A new database providing detailed and comparable tax revenue information for 80 countries around the world – and which will expand to cover more than 90 countries by the end of 2018 – was unveiled during the 5th plenary meeting of the Inclusive Framework on BEPS, held in Lima, Peru.

The Global Revenue Statistics Database provides the largest public source of comparable tax revenue data, which is produced in partnership with countries and regional organisations. The database provides reliable and accessible country-specific indicators on tax levels and structures, supports global efforts to raise domestic revenues for sustainable development, contributing directly to the Sustainable Development Goals and the Addis Ababa Action Agenda. It will strengthen the capacity of governments and tax policy-makers to develop and implement tax policy reforms that will raise domestic resources to fund the provision of vital public goods and services.

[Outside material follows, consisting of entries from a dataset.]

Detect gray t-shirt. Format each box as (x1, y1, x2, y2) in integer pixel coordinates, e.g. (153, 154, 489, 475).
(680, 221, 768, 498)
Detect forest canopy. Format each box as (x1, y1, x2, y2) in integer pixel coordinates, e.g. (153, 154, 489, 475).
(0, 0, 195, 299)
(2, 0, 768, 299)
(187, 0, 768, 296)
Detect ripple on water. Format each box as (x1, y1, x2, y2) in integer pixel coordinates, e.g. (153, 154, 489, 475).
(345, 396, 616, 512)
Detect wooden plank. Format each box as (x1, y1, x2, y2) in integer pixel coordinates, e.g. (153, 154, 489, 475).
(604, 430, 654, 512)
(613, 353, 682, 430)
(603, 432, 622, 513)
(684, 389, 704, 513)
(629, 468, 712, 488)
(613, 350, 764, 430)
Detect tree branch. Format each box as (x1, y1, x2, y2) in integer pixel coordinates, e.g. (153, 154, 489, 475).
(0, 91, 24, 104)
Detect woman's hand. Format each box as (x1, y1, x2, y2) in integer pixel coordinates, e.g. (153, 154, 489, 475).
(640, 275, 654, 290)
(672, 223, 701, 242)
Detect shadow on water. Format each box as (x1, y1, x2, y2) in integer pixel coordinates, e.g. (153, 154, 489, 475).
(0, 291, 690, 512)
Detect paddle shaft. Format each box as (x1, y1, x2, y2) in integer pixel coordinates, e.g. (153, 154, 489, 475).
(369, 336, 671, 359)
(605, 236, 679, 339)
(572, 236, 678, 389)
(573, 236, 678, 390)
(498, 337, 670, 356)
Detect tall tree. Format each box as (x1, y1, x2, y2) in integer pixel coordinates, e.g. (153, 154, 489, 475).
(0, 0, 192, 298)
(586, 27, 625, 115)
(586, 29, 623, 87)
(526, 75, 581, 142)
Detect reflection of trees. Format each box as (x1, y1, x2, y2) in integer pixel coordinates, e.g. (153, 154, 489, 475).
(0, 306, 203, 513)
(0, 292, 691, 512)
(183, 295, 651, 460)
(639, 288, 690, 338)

“With information covering 80 countries, the Global Revenue Statistics Database sets the global standard for robust and comparable tax revenue data” said Pascal Saint-Amans, Director of the OECD Centre for Tax Policy and Administration. “It is a vital foundation for tax policy reform and in supporting efforts to raise domestic resources to fund development”.

working paper, drawing on the new database, shows that in the 21st century countries have made strong progress towards mobilising domestic financing for development. Levels of tax revenues are now higher and more even across countries than at the turn of the century; and countries with the lowest revenues have experienced the largest increases in their tax-to-GDP ratios.

The Global Revenue Statistics Database integrates information from the four annual Revenue Statistics publications, which provide tailored insights on tax systems and revenue priorities in African, Asian, Latin American and Caribbean (LAC), and OECD countries. Based on the internationally-recognised OECD standard, the publications are produced in partnership with regional partners, with the financial support of the European Union, and in close collaboration with participating countries.

Key findings from the working paper (drawing from the new database):

  • Across the 80 countries, tax-to-GDP ratios range from 10.8% to 45.9%.
    • Half of the countries have a tax-to-GDP ratio ranging between 18.2% and 33.2% of GDP.
    • The median tax-to-GDP ratio is 26.2%.
  • Since 2000, three-quarters of the countries in the database have increased their tax to GDP ratios:
    • Half of the countries have increased their tax-to-GDP ratios by between 0 and 5% of GDP;
    • A further quarter have increased their tax-to-GDP ratio by more than 5% of GDP. Most of these countries are from Africa and LAC.
    • The remaining quarter of countries, where tax-to-GDP ratios fell, are predominantly OECD countries.
  • In Africa (16) and LAC, taxes on goods and services (especially VAT) and corporate income taxes are particularly important as a share of revenues. Social security contributions and personal income taxes form the highest shares of tax revenue in most OECD countries, with VAT playing a smaller role.
  • Since 2000, VAT has become increasingly significant in more than three-quarters of the countries, in many cases, with corresponding falls in the share of income taxation or taxes on other goods and services. The exceptions are the quarter of countries with the highest increases in their tax to GDP ratios, which recorded strong increases in most or all major tax types.
  • Per capita income, and different types of tax structures, are linked to the level of taxation.
    • There is a positive correlation between tax-to-GDP levels, per-capita income levels and the share of personal income tax and social security contributions.
    • There is a negative correlation between tax-to-GDP levels and the shares of corporate taxes and taxes on goods and services.